A fragment from the Parthenon temple that was recently returned to Greece by the regional archaeological museum of Sicily, has now been placed on the Parthenon frieze at the Acropolis Museum in Athens, where it will remain on display as part of a long-term loan.
The fragment depicts the right foot and part of the dress of Greek goddess Artemis, which once sat on the eastern frieze of the 2,500-year-old Parthenon temple atop the Acropolis Hill.
The slab was unveiled in a ceremony at the Acropolis Museum yesterday, January 10, as the fragment was placed in the Parthenon Gallery – a glass-walled chamber with a view of the Parthenon- displaying sculptures of the temple’s 160-metre-long frieze in the same position as they were on the original monument (with plaster copies replacing pieces that are now mainly in the British Museum.)

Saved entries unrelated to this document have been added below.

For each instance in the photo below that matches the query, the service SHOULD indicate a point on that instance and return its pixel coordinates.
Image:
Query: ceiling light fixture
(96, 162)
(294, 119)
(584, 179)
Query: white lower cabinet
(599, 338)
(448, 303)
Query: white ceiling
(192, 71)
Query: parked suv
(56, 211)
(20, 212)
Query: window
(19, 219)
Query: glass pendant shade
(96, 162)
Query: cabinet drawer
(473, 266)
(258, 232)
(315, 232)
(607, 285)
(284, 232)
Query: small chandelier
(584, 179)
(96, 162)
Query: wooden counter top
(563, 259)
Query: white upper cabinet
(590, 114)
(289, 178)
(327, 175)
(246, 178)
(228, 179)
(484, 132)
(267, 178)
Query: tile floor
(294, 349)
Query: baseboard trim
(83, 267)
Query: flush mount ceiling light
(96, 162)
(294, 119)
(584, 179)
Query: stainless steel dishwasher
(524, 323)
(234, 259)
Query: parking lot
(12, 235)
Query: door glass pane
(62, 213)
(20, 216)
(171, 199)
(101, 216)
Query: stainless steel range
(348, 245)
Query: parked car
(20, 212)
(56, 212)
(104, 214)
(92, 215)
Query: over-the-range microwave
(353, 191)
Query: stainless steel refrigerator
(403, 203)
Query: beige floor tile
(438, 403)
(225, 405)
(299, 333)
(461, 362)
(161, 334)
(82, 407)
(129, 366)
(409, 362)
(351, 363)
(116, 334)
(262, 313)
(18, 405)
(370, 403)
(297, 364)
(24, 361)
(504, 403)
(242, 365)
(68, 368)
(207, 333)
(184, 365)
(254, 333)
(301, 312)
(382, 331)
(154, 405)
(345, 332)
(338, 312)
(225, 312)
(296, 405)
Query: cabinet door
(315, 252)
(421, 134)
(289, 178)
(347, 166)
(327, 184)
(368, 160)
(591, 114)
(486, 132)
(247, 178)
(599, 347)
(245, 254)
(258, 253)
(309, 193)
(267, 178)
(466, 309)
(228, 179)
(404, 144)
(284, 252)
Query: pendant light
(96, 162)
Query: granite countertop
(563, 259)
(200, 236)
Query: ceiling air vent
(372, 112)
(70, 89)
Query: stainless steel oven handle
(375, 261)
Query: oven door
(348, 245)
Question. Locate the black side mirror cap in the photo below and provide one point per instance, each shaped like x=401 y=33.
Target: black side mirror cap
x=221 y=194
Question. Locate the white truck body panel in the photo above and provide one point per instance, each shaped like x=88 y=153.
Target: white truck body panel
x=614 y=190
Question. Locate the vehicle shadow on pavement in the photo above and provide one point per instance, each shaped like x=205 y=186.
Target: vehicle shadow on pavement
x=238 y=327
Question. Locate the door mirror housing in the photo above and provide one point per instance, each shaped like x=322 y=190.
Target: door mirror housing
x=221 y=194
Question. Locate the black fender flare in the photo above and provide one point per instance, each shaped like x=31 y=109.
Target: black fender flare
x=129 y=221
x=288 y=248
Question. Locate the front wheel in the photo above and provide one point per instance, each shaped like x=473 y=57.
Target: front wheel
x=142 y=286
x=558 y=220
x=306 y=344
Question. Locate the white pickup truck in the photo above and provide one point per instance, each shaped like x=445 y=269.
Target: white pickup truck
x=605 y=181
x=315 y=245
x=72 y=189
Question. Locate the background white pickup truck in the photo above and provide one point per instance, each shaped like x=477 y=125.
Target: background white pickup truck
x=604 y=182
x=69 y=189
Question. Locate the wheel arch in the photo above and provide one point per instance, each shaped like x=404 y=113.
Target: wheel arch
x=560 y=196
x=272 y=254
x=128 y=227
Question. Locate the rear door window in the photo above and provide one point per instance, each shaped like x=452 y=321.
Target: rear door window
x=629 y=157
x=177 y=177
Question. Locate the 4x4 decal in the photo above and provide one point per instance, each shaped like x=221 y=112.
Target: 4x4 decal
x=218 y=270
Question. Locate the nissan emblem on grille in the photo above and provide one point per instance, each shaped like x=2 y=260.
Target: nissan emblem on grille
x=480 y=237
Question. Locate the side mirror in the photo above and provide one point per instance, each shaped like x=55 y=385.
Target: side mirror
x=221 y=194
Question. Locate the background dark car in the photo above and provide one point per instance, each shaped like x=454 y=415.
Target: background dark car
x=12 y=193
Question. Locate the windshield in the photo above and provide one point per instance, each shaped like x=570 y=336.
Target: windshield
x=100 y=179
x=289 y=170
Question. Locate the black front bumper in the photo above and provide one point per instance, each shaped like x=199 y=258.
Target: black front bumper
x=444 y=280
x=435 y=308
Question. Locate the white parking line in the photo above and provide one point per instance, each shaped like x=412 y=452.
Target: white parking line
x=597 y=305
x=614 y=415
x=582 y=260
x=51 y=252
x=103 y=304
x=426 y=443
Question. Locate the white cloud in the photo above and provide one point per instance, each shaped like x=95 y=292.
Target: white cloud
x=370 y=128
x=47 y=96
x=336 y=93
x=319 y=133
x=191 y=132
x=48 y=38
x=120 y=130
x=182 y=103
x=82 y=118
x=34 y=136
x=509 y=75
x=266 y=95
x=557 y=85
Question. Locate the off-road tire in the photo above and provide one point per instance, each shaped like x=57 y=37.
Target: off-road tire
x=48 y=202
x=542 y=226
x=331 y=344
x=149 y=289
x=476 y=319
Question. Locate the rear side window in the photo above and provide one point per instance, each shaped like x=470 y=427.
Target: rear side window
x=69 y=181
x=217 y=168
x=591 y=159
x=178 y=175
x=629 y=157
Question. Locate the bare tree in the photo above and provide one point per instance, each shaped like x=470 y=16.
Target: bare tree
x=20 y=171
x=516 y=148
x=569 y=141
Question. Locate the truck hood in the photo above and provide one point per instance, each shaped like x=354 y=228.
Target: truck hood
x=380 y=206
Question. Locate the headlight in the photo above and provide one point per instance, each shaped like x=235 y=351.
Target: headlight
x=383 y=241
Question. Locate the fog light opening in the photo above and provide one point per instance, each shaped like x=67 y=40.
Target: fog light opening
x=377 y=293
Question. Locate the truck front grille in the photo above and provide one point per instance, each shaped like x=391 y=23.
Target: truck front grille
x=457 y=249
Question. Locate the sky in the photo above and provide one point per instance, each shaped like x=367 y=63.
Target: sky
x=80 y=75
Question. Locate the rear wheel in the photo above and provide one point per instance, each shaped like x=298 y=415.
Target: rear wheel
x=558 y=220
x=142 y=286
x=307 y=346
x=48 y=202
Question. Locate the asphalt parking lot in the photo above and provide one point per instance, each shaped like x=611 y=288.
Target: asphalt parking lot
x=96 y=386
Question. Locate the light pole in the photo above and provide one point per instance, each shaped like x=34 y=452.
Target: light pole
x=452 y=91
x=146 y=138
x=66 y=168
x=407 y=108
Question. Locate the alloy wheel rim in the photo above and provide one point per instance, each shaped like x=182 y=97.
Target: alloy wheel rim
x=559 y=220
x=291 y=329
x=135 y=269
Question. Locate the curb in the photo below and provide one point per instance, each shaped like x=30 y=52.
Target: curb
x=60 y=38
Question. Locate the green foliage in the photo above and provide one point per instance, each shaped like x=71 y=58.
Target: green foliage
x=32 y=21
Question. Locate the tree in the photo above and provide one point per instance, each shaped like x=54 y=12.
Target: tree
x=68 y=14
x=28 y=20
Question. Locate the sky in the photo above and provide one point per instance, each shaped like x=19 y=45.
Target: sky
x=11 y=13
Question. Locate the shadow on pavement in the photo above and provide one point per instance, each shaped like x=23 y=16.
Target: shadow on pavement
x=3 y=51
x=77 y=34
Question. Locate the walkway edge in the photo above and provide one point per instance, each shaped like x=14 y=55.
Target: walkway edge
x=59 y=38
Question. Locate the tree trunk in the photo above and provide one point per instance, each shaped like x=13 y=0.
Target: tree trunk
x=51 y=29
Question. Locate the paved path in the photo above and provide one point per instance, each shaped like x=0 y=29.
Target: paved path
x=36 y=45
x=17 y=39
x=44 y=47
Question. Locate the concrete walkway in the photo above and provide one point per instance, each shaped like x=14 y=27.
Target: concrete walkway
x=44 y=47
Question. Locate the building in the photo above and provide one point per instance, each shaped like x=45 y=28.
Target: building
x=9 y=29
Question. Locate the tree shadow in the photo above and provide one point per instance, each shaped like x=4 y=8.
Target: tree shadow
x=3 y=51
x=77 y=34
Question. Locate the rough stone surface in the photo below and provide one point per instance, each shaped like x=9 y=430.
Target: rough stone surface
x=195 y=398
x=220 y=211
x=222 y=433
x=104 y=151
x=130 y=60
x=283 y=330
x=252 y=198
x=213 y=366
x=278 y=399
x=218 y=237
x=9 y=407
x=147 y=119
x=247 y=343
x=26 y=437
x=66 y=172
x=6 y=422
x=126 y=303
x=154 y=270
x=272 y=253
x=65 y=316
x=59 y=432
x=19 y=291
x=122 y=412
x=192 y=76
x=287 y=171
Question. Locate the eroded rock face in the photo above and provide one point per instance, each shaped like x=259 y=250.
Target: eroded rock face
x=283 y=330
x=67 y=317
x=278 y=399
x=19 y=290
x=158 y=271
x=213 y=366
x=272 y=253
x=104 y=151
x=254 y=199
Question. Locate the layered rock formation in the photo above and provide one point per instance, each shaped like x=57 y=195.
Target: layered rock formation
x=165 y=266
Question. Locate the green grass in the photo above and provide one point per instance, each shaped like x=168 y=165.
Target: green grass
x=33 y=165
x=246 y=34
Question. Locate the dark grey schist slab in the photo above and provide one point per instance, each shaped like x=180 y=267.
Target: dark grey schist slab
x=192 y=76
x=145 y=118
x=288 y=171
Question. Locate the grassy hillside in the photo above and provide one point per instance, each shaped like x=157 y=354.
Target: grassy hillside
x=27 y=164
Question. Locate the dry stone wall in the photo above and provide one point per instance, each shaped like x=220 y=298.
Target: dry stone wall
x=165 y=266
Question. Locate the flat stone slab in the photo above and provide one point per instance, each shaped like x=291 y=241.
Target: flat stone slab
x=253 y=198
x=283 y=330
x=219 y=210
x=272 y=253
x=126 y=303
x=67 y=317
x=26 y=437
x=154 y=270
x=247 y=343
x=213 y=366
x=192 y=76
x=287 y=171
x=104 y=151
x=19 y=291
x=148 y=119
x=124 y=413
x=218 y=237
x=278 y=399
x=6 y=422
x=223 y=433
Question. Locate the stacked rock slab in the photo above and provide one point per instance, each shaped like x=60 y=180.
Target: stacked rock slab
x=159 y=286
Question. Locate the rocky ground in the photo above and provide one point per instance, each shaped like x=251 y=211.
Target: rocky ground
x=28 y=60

Prime Minister Kyriakos Mitsotakis, Culture Minister Lina Mendoni, the director of Acropolis Museum Nikos Stambolidis and the President of the Acropolis Museum Dimitris Pantermalis attended the ceremony, as Greek officials warmly welcomed the development, stressing that it shows the way for the return of the Parthenon Sculptures kept for two centuries at the British Museum.
Also at the ceremony was Assessor, Dr. Alberto Samonà, Cultural Heritage and Identity of Sicily, who said during the event, “We hope that after Sicily, other regions and countries also decide to take a step forward so that we can build together a new humanism.”
It is unclear how Fagan came to own the fragment, which has been in Palermo, Sicily, since 1818 and was part of the archaeological collection of Robert Fagan, a British diplomat and art dealer who was appointed consul general for Sicily and Malta in the early 19th century. Following his death, his widow sold the piece to the University of Palermo’s Regio Museum, now the Salinas Museum.
Director of A. Salinas Museum in Palermo, Dr. Caterina Greco added, “Today is a very important day, both for the culture and for me personally. The reconnection of the fragment with the other fragments on display in this majestic museum first seals, in the most representative degree, the feelings of brotherhood and cultural identity that have connected Sicily with Greece for centuries.”
The Italian museum has returned the fragment on loan to Greece for eight years with a view of permanent repatriation. It can be viewed by the public at the Acropolis Museum, which is one of the world’s most visited museums.